USDA estimated in 1998 that approximately 35% of all agricultural
production was produced under contract. This trend is rapidly spreading
from poultry to hogs to tobacco to specialty crops and grains. Unfortunately,
these agricultural contracts are developed in an environment in
which the corporate processors, handlers, packers or buyers have
monopoly-like market power and farmers have almost no legal protection.
The result is a growing imbalance in market power between the family
farmer and agribusiness corporations, which is depressing farm income
and threatening the economic viability and environmental health
of our rural communities.
Fairness in contracts is impossible when individual producers have
no power to negotiate terms or to protect themselves against fraud,
retaliation or discrimination. Farm policies that can help to balance
the contract relationship include:
Amend the Agricultural Fair Practices Act to protect the ability
of farmers to negotiate fair
contracts with processors. Such an amendment enhances
the power of producers and their cooperatives to stabilize farm
income by providing mutual obligations for good faith bargaining.
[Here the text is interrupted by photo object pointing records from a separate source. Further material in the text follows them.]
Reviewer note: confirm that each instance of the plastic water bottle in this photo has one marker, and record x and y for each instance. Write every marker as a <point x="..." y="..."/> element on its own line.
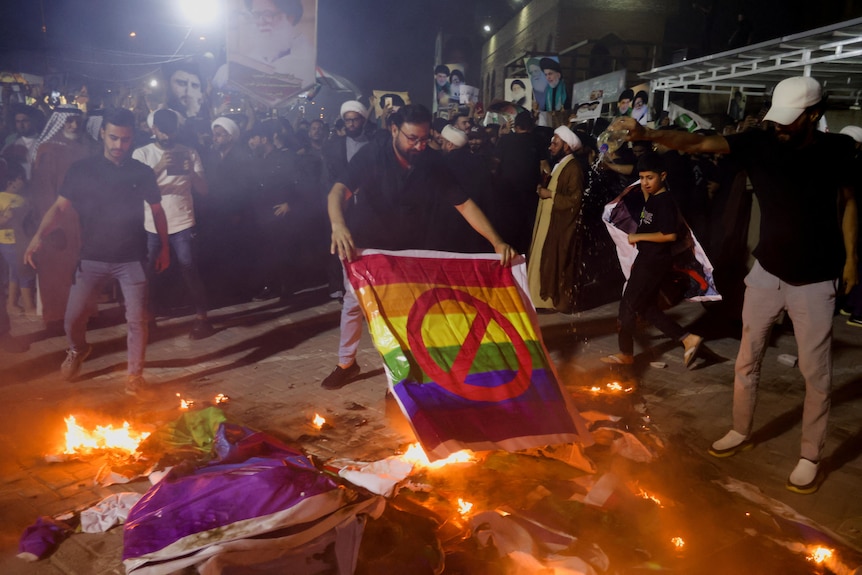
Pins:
<point x="610" y="141"/>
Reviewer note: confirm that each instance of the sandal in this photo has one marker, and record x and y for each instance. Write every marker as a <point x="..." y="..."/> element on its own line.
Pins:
<point x="691" y="351"/>
<point x="618" y="359"/>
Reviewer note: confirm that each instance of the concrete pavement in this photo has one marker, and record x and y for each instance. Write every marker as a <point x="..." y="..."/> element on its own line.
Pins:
<point x="270" y="357"/>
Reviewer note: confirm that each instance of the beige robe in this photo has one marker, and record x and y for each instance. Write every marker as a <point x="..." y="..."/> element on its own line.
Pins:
<point x="540" y="234"/>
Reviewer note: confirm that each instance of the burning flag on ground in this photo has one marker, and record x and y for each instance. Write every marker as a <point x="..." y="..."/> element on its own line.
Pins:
<point x="263" y="506"/>
<point x="463" y="352"/>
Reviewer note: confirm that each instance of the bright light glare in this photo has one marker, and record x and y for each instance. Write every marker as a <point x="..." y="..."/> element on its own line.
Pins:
<point x="199" y="12"/>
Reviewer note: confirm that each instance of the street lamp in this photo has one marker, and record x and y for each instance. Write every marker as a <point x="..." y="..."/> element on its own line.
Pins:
<point x="200" y="13"/>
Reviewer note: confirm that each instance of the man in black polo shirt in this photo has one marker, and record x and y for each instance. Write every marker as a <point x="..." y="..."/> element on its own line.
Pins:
<point x="800" y="176"/>
<point x="108" y="193"/>
<point x="392" y="187"/>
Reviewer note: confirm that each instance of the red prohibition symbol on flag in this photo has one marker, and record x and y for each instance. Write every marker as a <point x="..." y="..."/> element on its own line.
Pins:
<point x="454" y="380"/>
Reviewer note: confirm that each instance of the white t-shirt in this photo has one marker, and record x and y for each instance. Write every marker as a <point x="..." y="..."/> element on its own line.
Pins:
<point x="176" y="190"/>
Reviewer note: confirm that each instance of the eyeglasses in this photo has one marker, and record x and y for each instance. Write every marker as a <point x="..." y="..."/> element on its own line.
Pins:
<point x="414" y="140"/>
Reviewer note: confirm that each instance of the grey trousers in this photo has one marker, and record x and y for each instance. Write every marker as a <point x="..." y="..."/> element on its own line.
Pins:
<point x="91" y="277"/>
<point x="811" y="307"/>
<point x="351" y="325"/>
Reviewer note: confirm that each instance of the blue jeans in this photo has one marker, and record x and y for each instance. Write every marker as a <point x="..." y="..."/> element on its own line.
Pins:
<point x="184" y="246"/>
<point x="90" y="280"/>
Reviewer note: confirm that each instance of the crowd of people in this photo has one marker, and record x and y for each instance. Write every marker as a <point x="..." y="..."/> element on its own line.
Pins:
<point x="260" y="209"/>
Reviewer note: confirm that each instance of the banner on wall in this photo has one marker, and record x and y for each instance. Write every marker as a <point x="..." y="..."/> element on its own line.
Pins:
<point x="271" y="49"/>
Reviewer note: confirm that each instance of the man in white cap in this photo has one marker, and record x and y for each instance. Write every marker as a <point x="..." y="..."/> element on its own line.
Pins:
<point x="552" y="263"/>
<point x="225" y="216"/>
<point x="453" y="139"/>
<point x="808" y="230"/>
<point x="337" y="153"/>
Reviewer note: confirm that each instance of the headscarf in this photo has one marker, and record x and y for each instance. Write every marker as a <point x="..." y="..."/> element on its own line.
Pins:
<point x="569" y="137"/>
<point x="354" y="106"/>
<point x="854" y="132"/>
<point x="57" y="121"/>
<point x="228" y="125"/>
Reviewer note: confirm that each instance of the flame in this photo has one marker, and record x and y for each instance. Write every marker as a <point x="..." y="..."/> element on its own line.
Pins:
<point x="820" y="554"/>
<point x="650" y="497"/>
<point x="416" y="455"/>
<point x="611" y="387"/>
<point x="185" y="403"/>
<point x="80" y="440"/>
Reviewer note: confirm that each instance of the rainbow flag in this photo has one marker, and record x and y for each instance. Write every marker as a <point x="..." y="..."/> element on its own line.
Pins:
<point x="463" y="352"/>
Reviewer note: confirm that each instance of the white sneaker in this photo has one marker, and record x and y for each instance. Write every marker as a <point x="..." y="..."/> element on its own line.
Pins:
<point x="732" y="443"/>
<point x="805" y="477"/>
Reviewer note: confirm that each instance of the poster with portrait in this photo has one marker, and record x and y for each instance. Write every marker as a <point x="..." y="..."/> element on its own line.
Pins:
<point x="589" y="110"/>
<point x="271" y="48"/>
<point x="538" y="78"/>
<point x="448" y="79"/>
<point x="468" y="95"/>
<point x="385" y="102"/>
<point x="185" y="90"/>
<point x="519" y="91"/>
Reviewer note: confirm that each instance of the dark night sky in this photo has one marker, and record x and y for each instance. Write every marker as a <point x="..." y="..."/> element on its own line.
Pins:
<point x="378" y="44"/>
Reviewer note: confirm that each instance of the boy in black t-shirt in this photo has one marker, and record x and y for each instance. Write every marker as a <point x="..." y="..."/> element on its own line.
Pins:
<point x="659" y="225"/>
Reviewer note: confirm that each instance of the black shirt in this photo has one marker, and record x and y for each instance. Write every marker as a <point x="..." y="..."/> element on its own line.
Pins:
<point x="110" y="200"/>
<point x="659" y="214"/>
<point x="798" y="190"/>
<point x="392" y="207"/>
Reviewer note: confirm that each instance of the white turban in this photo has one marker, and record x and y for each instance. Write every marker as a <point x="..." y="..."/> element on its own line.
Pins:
<point x="568" y="137"/>
<point x="854" y="132"/>
<point x="354" y="106"/>
<point x="228" y="125"/>
<point x="455" y="136"/>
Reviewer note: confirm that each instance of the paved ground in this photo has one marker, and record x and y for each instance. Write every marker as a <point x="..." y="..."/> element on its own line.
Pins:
<point x="270" y="357"/>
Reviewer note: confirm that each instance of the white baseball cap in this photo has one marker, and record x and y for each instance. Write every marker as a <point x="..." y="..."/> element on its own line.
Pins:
<point x="791" y="97"/>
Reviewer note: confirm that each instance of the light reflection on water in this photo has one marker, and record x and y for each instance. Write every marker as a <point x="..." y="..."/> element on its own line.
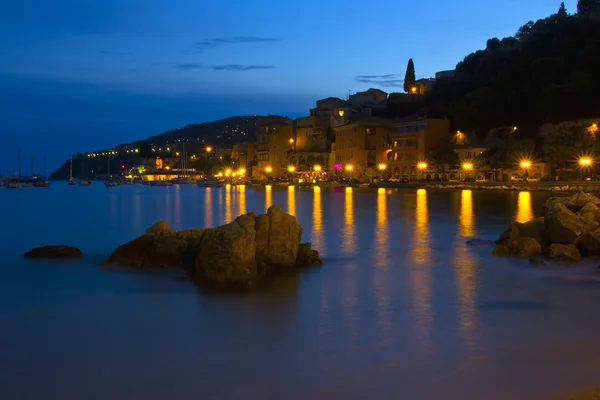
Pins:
<point x="524" y="209"/>
<point x="400" y="295"/>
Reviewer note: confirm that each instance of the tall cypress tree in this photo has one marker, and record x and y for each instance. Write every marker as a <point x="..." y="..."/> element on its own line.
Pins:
<point x="562" y="11"/>
<point x="584" y="6"/>
<point x="409" y="78"/>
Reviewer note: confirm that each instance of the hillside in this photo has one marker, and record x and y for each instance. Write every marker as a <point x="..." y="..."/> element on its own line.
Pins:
<point x="219" y="134"/>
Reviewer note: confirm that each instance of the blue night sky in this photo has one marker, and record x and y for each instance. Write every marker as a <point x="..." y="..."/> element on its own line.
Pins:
<point x="80" y="75"/>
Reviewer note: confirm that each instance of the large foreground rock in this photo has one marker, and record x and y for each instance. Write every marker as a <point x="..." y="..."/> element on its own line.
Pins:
<point x="235" y="256"/>
<point x="54" y="251"/>
<point x="521" y="247"/>
<point x="564" y="226"/>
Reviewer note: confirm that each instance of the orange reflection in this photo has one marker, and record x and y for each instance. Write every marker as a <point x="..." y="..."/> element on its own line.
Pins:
<point x="467" y="227"/>
<point x="420" y="275"/>
<point x="317" y="233"/>
<point x="524" y="211"/>
<point x="268" y="196"/>
<point x="348" y="245"/>
<point x="208" y="211"/>
<point x="242" y="199"/>
<point x="381" y="261"/>
<point x="227" y="204"/>
<point x="292" y="200"/>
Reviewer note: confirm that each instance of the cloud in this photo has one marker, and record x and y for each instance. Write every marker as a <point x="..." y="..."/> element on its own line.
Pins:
<point x="389" y="80"/>
<point x="189" y="66"/>
<point x="238" y="67"/>
<point x="218" y="42"/>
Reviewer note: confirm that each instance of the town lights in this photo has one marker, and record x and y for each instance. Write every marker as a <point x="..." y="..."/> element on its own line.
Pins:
<point x="525" y="164"/>
<point x="585" y="161"/>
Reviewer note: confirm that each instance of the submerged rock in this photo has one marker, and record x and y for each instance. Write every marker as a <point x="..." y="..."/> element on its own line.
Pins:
<point x="564" y="253"/>
<point x="235" y="256"/>
<point x="54" y="251"/>
<point x="563" y="226"/>
<point x="520" y="247"/>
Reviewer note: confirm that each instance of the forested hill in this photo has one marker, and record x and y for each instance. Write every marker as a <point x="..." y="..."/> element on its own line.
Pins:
<point x="548" y="72"/>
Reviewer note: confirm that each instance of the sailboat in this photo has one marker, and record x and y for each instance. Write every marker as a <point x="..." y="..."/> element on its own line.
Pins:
<point x="83" y="181"/>
<point x="183" y="180"/>
<point x="38" y="181"/>
<point x="109" y="182"/>
<point x="71" y="181"/>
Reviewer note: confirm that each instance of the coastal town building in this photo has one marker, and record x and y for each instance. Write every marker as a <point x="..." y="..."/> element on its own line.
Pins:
<point x="274" y="137"/>
<point x="412" y="141"/>
<point x="361" y="145"/>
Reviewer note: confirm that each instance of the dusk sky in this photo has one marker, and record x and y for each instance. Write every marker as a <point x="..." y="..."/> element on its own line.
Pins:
<point x="80" y="75"/>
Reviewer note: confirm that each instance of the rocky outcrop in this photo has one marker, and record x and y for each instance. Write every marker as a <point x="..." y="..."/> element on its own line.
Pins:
<point x="235" y="256"/>
<point x="520" y="247"/>
<point x="568" y="230"/>
<point x="564" y="253"/>
<point x="54" y="251"/>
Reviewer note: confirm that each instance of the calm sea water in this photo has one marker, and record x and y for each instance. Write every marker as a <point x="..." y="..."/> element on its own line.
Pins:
<point x="402" y="308"/>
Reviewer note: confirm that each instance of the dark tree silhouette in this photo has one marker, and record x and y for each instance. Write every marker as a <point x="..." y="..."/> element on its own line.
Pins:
<point x="409" y="78"/>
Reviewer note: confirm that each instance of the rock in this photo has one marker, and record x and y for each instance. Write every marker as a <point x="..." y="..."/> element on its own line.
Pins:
<point x="284" y="238"/>
<point x="591" y="212"/>
<point x="226" y="257"/>
<point x="160" y="228"/>
<point x="307" y="256"/>
<point x="563" y="226"/>
<point x="511" y="233"/>
<point x="579" y="200"/>
<point x="521" y="247"/>
<point x="479" y="242"/>
<point x="589" y="243"/>
<point x="565" y="253"/>
<point x="54" y="251"/>
<point x="535" y="229"/>
<point x="537" y="261"/>
<point x="151" y="251"/>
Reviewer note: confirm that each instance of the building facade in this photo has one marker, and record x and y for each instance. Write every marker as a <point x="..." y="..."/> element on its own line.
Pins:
<point x="412" y="141"/>
<point x="274" y="144"/>
<point x="361" y="145"/>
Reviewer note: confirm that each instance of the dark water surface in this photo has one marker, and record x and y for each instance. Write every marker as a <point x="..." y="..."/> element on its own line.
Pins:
<point x="402" y="308"/>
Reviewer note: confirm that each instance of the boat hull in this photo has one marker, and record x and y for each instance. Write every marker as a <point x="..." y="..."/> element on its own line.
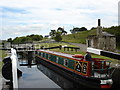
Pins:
<point x="79" y="79"/>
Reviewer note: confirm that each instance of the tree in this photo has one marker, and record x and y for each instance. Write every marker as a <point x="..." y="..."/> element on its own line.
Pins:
<point x="58" y="37"/>
<point x="62" y="31"/>
<point x="52" y="33"/>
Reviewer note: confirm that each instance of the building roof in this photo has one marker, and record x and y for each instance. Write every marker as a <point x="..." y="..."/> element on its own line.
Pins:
<point x="107" y="34"/>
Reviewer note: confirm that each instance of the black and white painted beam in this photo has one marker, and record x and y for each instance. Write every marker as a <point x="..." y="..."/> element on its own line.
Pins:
<point x="104" y="53"/>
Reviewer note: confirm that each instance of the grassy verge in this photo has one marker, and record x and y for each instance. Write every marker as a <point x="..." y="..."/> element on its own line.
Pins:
<point x="54" y="44"/>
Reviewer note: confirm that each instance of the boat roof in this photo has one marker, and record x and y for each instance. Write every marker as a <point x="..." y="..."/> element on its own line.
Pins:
<point x="61" y="54"/>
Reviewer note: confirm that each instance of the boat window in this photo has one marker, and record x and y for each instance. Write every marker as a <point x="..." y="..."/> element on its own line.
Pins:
<point x="65" y="62"/>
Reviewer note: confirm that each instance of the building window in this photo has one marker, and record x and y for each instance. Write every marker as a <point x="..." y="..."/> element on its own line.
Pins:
<point x="65" y="62"/>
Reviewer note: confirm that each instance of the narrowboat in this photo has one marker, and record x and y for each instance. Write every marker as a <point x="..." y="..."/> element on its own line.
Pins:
<point x="95" y="74"/>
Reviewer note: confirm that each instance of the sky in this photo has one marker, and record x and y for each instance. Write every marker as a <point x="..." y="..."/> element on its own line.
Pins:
<point x="26" y="17"/>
This amendment gives marketing cooperatives the leverage to compel
negotiations, providing participation in contract development reflective
of the farmers' economic investments. Any such amendment must also
include strengthen the enforcement ability of the Secretary of Agriculture.
Amend to the Packers and Stockyards Act to provide enforcement authority
for GIPSA over all live poultry operations. Poultry
production is almost totally contract based. Despite evidence of
the contract being used as a tool to intimidate, retaliate and reduce
growers profits to poverty levels, the Grain, Inspection, Packers
and Stockyards Administration (GIPSA) does not have the authority
to take administrative action and protect growers by halting unfair
practices or penalizing poultry companies that violate the law.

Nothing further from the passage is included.